GVC agrees new revolving credit facility to provide greater flexibility28th April 2020 9:47 am GMT
London-listed betting and gaming operator GVC Holdings has agreed a new £535m revolving credit facility (RCF) with its existing lending banks.
The new RCF is on substantially the same terms as GVC's previous RCF, which has now been cancelled, except for a revised covenant limit.
As per the previous RCF, the covenant of net debt/EBITDA will be measured on a trailing 12-month pre IFRS-16 basis only if the facility is drawn by more than 35 per cent at a quarter-end.
For the quarter-ends up to and including 30 September 2021, the covenant limit will be no more than 6x net debt/EBITDA, thereafter the limit will return to 4x.
The facility is currently undrawn, with GVC confirming earlier this month that it is in a robust financial position, with accessible cash of over £350m at the end of Q1 2020. Of this amount, over £250m is cash at hand after excluding cash in shops, ringfenced PSP funds and other items which may not be immediately available.
“Having taken early and decisive actions to mitigate the impact of COVID-19 on our business, we are confident that we can achieve our target of breakeven cashflow per month during this crisis,” said GVC chief financial officer Rob Wood.

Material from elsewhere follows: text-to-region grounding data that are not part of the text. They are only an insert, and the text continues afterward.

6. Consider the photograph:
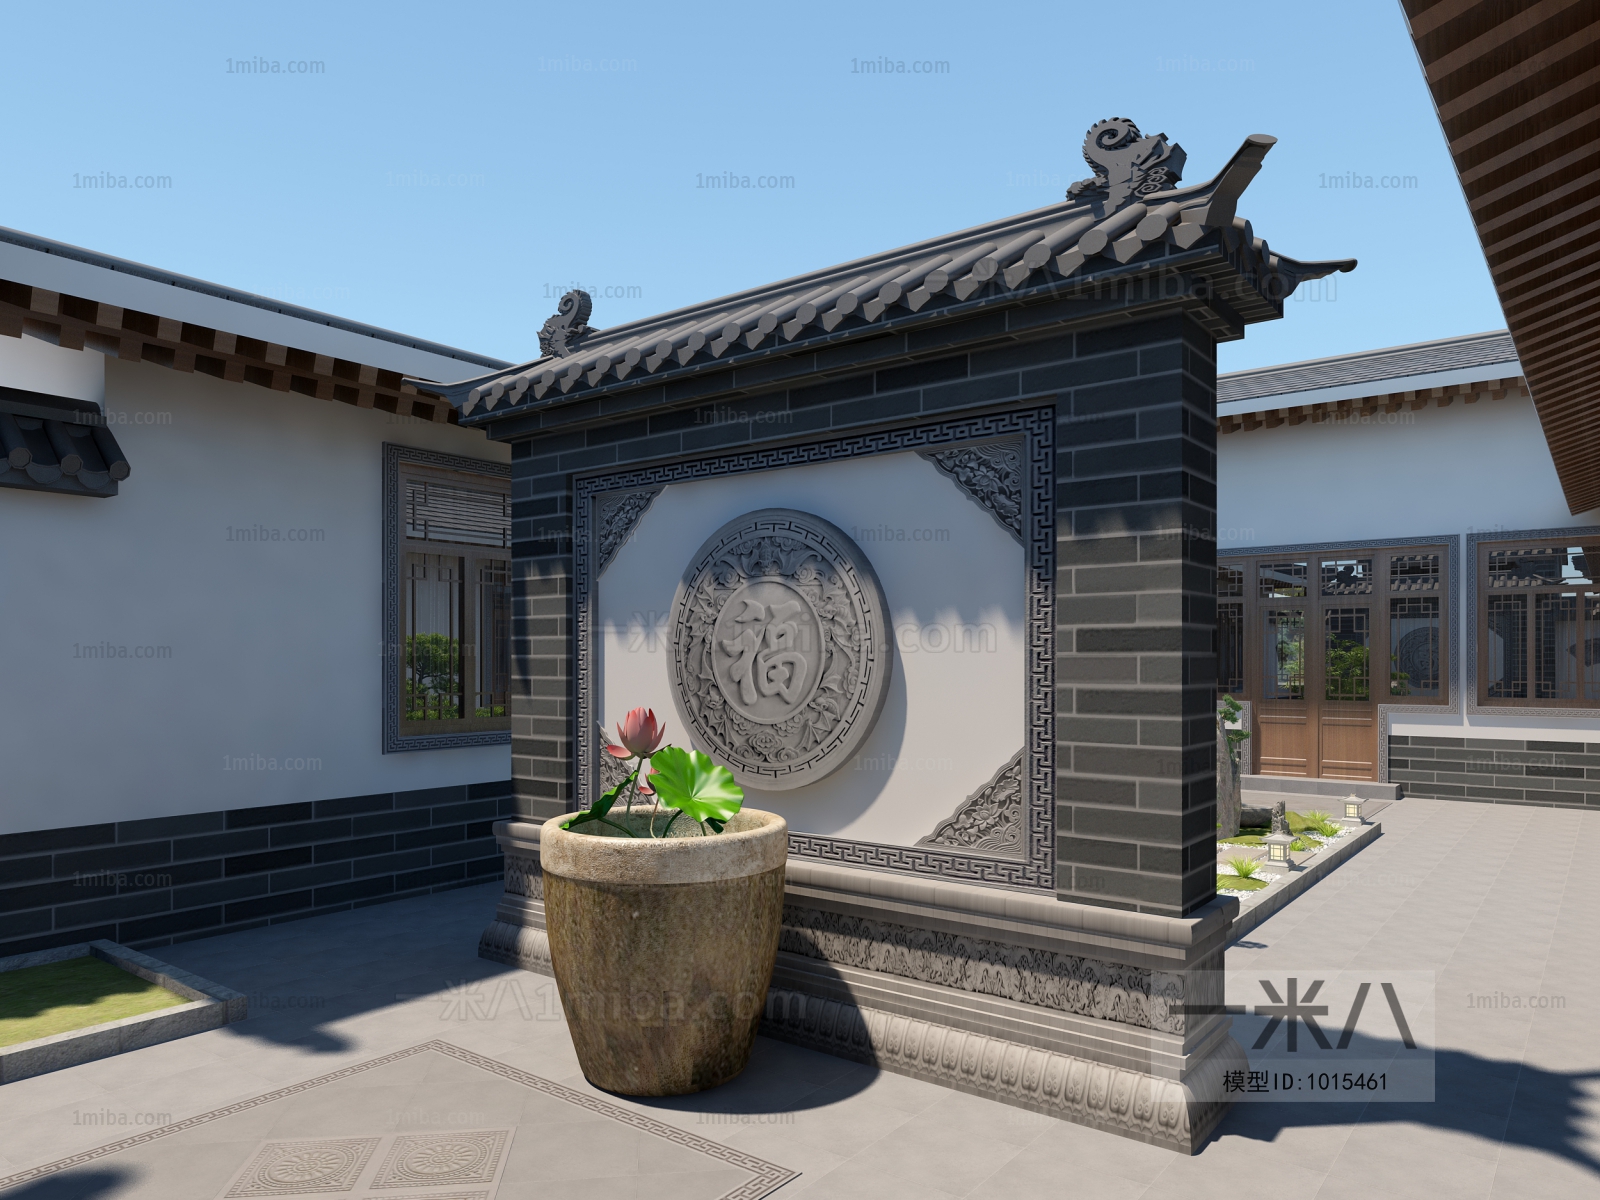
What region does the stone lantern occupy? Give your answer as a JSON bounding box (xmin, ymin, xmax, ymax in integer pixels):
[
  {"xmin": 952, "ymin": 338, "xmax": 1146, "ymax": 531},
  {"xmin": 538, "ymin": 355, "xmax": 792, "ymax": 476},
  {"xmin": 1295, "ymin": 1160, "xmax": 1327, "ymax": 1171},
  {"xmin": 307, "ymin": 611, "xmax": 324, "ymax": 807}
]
[{"xmin": 1263, "ymin": 831, "xmax": 1297, "ymax": 872}]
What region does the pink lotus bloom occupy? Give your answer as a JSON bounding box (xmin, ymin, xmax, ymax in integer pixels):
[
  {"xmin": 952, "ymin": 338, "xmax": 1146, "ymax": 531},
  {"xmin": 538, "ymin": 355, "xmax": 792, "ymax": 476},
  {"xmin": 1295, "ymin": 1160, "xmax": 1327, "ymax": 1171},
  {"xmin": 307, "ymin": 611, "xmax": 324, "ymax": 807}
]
[{"xmin": 607, "ymin": 707, "xmax": 666, "ymax": 759}]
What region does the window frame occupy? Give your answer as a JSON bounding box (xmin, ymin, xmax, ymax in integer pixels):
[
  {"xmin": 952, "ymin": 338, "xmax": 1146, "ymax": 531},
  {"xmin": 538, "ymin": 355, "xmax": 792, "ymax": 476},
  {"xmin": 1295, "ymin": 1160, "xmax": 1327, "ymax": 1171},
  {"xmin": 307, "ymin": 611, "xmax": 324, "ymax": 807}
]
[
  {"xmin": 382, "ymin": 443, "xmax": 513, "ymax": 753},
  {"xmin": 1471, "ymin": 529, "xmax": 1600, "ymax": 712},
  {"xmin": 1218, "ymin": 540, "xmax": 1453, "ymax": 709}
]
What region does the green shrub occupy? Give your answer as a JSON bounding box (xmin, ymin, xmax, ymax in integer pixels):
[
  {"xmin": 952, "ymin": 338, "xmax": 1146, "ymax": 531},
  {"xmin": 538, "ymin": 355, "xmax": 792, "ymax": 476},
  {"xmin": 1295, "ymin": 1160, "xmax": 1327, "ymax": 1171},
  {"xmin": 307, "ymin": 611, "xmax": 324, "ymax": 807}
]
[
  {"xmin": 1305, "ymin": 810, "xmax": 1341, "ymax": 837},
  {"xmin": 1226, "ymin": 856, "xmax": 1260, "ymax": 879}
]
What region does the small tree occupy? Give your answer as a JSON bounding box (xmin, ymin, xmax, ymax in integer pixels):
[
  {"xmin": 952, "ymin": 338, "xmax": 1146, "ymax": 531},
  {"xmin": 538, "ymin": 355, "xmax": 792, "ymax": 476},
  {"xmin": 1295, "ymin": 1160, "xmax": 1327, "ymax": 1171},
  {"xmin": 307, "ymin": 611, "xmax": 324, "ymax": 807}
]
[{"xmin": 1216, "ymin": 695, "xmax": 1250, "ymax": 838}]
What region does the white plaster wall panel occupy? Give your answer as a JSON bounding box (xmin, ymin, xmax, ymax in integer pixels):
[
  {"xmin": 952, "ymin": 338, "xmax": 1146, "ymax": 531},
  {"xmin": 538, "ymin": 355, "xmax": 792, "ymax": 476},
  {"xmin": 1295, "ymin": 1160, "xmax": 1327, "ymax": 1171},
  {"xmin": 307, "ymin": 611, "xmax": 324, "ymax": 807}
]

“I am delighted that we have reached agreement with our key lending banks on this revised RCF which will provide us with further financial flexibility to continue on our path of excellent growth momentum. We remain well placed to take advantage of a range of attractive growth opportunities which we believe will be available to us.”
Shares in GVC Holdings plc (LSE:GVC) gained 2.95 per cent to 746.20 pence per share in London earlier Tuesday.